Levons le voile sur le futur musée de Saint-Antoine

ARCHÉOLOGIE • Les fouilles entamées en 2012 en Vieille-Ville ont révélé des vestiges inédits remontant au Ier siècle après J-C. Reste à construire l’infrastructure qui permettra au public de découvrir ce site. Explications.

  • Si aujourd’hui les vestiges reposent sous d’immenses bâches en attendant la création du musée, les fouilles ont permis de révéler différentes strates d’occupation du site. SERVICE ARCHÉOLOGIQUE DU CANTON DE GENÈVE

  • Nathan Badoud, archéologue cantonal. MP

Que se passe-t-il derrière les palissades de chantier qui encerclent le site archéologique de l’esplanade de Saint-Antoine? Pour le savoir, rien de tel qu’une virée sur place, en Vieille-Ville, en compagnie de l’archéologue cantonal, Nathan Badoud.

Une fois le cadenas ouvert, on pénètre sous la structure métallique. A la lueur orangée de cette fin de journée, le lieu revêt un caractère mystique. Les précieux vestiges dorment sous d’immenses bâches afin d’être protégés en attendant la création du musée.

Un crédit de 14,6 millions

Le projet, porté par la Ville de Genève, s’élève à 14,6 millions de francs, dont 4,6 millions financés par le Canton, 4 millions par une fondation privée et un million par la Loterie romande. Le crédit en question doit justement être voté lors de la plénière des 25 et 26 janvier. Ayant fait l’unanimité en commission, il devrait être adopté sans débat.

Voilà pour le financement mais, à quoi ressemblera le futur musée? «Un bel équilibre a été trouvé entre l’espace d’agrément en surface et la plongée dans le passé. En se promenant sur l’esplanade, le passant verra sa curiosité piquée par la présence de trois lanterneaux. Ces puits de lumière donneront un aperçu de ce qui se cache sous ses pieds.» De quoi donner envie de pousser plus loin la découverte. «A l’image de l’archéologue qui, à mesure qu’il creuse, remonte le temps.»

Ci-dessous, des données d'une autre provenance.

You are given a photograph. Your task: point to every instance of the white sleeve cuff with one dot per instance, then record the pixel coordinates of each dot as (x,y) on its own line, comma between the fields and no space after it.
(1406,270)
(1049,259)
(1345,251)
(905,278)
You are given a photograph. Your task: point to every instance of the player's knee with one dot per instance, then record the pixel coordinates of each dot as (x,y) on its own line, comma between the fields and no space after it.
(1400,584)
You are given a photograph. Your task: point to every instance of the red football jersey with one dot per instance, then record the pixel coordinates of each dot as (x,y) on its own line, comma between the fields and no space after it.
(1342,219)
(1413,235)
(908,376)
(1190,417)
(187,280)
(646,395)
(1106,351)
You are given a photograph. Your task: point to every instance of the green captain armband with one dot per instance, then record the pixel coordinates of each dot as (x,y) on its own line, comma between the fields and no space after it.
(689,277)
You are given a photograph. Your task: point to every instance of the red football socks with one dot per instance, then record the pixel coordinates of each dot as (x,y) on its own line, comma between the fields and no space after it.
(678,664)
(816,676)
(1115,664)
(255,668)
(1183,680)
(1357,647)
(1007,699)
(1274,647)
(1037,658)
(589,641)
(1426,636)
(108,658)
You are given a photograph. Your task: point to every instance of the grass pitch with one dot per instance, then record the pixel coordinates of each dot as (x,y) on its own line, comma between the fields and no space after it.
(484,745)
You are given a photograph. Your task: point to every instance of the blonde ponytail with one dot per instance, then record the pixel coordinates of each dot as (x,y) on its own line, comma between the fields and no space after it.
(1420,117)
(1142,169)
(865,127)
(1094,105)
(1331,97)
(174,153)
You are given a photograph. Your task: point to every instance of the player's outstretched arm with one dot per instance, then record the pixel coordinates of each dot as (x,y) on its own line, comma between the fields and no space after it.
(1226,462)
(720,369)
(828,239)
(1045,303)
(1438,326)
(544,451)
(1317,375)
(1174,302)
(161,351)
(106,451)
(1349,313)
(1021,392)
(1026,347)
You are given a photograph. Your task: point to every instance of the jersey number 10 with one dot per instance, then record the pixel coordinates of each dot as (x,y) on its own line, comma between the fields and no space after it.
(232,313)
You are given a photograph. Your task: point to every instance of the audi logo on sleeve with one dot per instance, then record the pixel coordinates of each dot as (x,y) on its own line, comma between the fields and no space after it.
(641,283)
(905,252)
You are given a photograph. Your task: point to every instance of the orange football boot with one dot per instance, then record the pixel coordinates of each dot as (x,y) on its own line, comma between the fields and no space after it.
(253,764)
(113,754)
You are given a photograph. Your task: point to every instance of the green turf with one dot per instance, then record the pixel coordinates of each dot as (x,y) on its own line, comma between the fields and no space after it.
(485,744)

Trois périodes d’occupation

Pour trouver quoi? «Ici, trois grandes périodes d’occupation, de la Renaissance jusqu’à l’Antiquité en passant par le Moyen-Age, ont été mises au jour, commente Nathan Badoud. Elles correspondent à trois types d’utilisation du site: militaire, religieuse et habitat. La plus récente est formée par les fortifications du XVIe siècle. On note la présence du mottet (bastion) de Saint-Laurent, construit en 1537, et celle d’un tronçon de rempart datant de 1560.»

C’est en dégageant la zone que les archéologues ont découvert un groupe de tombes, datées des IIIe et IVe siècles. «Les vestiges de l’église Saint-Laurent entourée de sa nécropole ont ainsi été mis au jour», indique l’archéologue cantonal. A noter que l’utilisation funéraire du site se poursuit jusqu’à la fin du XIIIe siècle, soit près d’un millénaire d’histoire funéraire. «L’étude des squelettes donne une idée de l’évolution de la population, de son organisation sociale, mais aussi des épidémies et des catastrophes qu’elle a dû affronter», souligne Nathan Badoud.

Une villa gallo-romaine

Last but not least: les archéologues ont aussi découvert les vestiges d’une villa gallo-romaine du Ier siècle après J-C. «Celle-ci reposait sur un vide sanitaire. Cet ouvrage de génie civil, composé d’amphores à huile venues d’Espagne (dont le contenu avait été consommé) permettait de drainer le terrain.» Une trouvaille inattendue!

Quant à savoir quand les visiteurs pourront découvrir ces trésors? «Côté fouilles, tout a été fait ou presque entre 2012 et 2015», stipule l’archéologue cantonal.

Pour le reste, il faudra vraisemblablement attendre 2025, une fois les travaux réalisés, afin que tombent enfin les palissades. Entre temps, il sera nécessaire de déterminer qui prendra en charge les frais d’exploitation et d’entretien du site.